An exchange that allows commercial real estate brokers to swap actual information about recently rented properties, such as rent, lease concessions, term, etc.

Provides data and analytics about risk issues for use by insurance brokers, agencies and others in the insurance industry.

A crowdfunding site that affords the opportunity for individuals and others to invest in real estate.

The company has about 150 people, located primarily in California.

Our Take

The island of Manhattan has had its history of showpiece real estate developments, past notable examples being Rockefeller Center and Battery Park City. Each had its purposes and its technology advances and claims to modernity.

Rockefeller Center
Vintage 1930s; Commercial development; Technology – “New technology was widely used throughout the complex, which for the first time featured high-speed elevators, air conditioning, and an elaborate underground concourse and parking lot.”

Battery Park City
Vintage 1980s (and later continued construction); Largely residential, later considerable commercial; Technology – not a claim of the earlier buildings, but later (post-2000) include “environmentally progressive, green,” energy efficient construction.
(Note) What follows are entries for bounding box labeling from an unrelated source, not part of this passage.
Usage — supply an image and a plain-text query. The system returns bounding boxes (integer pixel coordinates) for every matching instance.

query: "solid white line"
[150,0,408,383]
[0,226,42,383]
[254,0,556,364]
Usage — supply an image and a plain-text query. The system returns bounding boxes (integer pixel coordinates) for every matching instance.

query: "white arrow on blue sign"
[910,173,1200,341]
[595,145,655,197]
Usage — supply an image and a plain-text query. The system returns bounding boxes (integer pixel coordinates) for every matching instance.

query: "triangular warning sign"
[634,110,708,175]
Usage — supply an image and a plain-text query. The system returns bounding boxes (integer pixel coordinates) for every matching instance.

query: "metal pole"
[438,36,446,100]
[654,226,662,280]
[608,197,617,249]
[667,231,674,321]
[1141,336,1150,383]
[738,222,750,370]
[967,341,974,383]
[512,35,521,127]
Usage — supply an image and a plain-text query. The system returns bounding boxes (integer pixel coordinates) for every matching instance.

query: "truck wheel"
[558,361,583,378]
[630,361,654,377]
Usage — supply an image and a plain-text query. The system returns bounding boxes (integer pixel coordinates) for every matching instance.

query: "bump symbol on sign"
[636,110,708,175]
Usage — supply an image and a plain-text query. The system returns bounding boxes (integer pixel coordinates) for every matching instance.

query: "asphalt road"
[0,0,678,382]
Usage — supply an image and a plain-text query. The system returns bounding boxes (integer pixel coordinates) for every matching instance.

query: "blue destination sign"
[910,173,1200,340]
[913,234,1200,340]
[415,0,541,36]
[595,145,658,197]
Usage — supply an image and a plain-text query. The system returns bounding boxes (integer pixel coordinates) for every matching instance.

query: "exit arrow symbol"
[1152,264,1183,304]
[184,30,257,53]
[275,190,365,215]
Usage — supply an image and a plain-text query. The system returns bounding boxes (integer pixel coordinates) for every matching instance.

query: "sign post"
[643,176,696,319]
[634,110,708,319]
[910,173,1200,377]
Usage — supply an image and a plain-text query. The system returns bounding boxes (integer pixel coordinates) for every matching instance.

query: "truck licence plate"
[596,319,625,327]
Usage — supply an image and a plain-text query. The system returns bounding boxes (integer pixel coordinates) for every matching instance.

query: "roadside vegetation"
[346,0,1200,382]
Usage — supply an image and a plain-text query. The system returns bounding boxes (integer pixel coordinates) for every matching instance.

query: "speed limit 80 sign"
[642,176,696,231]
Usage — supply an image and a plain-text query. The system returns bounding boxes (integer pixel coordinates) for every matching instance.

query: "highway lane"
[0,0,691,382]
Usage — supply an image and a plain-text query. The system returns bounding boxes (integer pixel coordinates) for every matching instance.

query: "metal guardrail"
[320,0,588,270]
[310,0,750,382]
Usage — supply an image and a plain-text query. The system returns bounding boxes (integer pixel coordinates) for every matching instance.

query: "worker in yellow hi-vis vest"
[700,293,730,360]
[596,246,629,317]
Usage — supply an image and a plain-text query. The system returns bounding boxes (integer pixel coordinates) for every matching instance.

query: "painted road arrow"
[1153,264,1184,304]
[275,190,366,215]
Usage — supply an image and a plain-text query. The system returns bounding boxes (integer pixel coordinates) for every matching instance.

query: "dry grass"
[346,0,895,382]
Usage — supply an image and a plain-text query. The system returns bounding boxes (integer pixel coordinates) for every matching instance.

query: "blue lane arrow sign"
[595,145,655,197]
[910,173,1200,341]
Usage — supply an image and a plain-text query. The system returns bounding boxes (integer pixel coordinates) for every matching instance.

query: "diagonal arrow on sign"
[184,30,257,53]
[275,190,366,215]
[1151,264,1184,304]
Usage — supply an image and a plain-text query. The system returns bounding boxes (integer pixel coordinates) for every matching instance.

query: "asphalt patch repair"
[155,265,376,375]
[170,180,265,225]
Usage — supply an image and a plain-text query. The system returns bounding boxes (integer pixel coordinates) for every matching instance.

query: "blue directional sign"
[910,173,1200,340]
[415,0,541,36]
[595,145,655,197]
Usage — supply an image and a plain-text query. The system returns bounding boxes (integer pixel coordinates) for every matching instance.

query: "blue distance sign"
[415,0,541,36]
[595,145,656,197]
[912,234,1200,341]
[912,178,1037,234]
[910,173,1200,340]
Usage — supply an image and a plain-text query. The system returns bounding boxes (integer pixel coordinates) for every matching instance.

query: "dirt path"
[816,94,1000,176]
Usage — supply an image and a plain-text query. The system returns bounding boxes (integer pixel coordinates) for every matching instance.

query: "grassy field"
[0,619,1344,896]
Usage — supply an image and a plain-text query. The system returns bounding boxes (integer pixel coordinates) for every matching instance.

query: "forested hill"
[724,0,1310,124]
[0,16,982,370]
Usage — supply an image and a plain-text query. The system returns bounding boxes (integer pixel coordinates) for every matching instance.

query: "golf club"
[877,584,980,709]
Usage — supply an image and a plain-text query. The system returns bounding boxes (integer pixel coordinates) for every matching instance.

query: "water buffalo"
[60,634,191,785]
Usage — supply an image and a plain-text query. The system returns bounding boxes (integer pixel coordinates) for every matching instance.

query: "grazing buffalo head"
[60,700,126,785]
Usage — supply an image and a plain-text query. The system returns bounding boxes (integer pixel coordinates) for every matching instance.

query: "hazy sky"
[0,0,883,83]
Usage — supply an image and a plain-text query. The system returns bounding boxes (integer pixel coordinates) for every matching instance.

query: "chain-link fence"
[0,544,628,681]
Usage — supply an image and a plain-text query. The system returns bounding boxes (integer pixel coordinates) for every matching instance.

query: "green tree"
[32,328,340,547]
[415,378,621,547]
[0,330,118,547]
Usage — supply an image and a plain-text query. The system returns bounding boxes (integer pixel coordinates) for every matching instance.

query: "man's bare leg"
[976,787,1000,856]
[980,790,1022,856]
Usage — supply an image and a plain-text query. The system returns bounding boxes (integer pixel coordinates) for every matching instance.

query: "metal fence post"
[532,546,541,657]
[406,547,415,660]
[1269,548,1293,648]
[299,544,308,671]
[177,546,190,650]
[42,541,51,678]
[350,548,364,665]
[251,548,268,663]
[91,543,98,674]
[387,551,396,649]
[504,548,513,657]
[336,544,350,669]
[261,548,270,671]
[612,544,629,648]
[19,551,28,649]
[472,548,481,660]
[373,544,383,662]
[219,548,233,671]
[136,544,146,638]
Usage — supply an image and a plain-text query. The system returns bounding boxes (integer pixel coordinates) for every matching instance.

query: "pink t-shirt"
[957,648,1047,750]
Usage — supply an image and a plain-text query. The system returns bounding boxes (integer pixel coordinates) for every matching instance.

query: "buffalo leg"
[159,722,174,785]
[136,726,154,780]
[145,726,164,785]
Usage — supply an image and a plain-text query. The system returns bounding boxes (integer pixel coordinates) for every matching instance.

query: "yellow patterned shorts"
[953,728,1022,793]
Hudson Yards takes the integration of 21st century information technology and building construction to new heights. While real estate folk may wax primarily about some of the striking architectural features – and there certainly are several – we focus on technology and the advancing mobile cloud. It appears to us, particularly in its application of AI and sensors (IoT) Hudson Yards will be an extremely dynamic project and a learning experience for all developments that follow.